Plot-wise, the film covers much of the same ground as The Matrix and Inception – although it was made 30 years earlier – but this aspect is covered pretty well by other reviews. That said, the themes of living in the dream-like reality of a world of simulacra – and the ultimate dream of escape to a higher reality – take on a special richness in Fassbinder’s work, infused with the pathos of counter-cultural 1970s Germans.1

Visually, the entire film (originally shot in square 16mm for television, like an instamatic photograph) is beautifully fake, presenting the veneer of the world that was the 1970s: plastic molded offices full of plastic molded furniture and plastic molded people with plastic, blank faces – with the exception of our hero, Fred Stiller, the new Director of the Simulacron Project at the Institute for Cybernetics and Futurology.

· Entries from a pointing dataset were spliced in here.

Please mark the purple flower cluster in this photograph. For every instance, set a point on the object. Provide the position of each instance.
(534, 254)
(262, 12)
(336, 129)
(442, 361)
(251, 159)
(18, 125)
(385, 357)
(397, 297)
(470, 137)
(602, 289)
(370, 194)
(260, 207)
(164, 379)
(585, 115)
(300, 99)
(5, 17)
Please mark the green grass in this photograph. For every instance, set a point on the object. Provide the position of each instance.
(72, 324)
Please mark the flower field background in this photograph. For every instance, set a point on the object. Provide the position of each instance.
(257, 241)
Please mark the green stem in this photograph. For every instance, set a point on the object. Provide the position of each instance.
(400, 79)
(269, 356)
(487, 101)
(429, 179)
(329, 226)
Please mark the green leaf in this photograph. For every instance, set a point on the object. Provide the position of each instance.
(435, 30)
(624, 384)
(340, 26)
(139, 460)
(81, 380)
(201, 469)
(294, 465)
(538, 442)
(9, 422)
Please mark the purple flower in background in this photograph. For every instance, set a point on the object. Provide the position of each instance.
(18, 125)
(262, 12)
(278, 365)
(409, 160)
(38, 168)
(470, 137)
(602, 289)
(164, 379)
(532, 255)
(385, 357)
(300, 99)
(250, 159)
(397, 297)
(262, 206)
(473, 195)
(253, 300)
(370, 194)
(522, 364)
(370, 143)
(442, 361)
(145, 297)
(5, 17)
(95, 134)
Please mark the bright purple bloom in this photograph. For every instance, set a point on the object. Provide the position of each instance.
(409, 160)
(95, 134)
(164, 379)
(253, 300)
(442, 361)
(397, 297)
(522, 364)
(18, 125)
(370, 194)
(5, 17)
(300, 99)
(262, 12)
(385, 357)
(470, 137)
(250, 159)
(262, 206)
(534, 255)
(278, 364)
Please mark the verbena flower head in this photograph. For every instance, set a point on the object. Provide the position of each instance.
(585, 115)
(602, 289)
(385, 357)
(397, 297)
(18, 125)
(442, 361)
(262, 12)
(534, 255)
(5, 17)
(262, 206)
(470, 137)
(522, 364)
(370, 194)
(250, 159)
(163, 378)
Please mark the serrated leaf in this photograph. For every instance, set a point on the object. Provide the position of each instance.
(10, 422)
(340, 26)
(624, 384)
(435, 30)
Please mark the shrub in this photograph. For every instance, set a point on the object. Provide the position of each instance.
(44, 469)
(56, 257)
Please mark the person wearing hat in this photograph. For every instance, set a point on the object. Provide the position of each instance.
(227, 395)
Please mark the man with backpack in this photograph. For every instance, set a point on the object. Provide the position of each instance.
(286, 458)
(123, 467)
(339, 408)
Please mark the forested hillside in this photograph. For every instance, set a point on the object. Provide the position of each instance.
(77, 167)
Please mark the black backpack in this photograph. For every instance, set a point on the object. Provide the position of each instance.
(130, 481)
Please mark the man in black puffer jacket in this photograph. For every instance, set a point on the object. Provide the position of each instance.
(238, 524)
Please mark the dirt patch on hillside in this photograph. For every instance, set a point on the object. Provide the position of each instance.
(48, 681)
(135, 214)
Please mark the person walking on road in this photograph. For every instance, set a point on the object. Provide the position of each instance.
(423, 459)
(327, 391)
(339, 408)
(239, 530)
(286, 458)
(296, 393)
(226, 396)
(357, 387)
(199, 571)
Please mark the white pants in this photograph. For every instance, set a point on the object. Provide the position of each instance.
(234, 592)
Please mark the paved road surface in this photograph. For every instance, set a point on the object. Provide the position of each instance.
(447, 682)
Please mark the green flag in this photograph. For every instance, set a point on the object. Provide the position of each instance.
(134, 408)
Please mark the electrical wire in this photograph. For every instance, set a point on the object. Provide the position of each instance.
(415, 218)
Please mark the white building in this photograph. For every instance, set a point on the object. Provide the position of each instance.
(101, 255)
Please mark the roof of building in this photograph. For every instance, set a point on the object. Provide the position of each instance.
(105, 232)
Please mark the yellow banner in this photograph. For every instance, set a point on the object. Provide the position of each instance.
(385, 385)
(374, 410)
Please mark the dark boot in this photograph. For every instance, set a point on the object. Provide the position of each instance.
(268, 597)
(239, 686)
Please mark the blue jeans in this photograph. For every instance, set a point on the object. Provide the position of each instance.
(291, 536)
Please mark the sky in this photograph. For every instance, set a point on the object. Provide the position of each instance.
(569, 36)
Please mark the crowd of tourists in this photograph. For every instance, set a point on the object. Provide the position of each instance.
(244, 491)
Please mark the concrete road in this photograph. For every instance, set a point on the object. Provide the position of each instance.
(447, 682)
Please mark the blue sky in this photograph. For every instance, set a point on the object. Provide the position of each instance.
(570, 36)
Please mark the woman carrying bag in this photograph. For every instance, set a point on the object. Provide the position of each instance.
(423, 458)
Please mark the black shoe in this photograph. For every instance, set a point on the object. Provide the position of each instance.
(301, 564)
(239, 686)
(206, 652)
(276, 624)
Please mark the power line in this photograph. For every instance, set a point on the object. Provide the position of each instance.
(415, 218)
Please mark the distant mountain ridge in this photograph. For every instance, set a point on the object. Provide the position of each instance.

Stiller’s work, known as Simulacron 1, is the most sophisticated computer simulation ever made, a massive program modeling a world of 10,000 “identity units” for the purpose of making accurate scientific and government projections. It’s a planner’s dream: a simulated world where real life plays out for the purposes of forecasting future conditions and testing varios alternatives (“How much steel production will the economy require in 30 years?”; “Should we build more housing units in Baden-Württemberg or Schleswig-Holstein?”; and so on).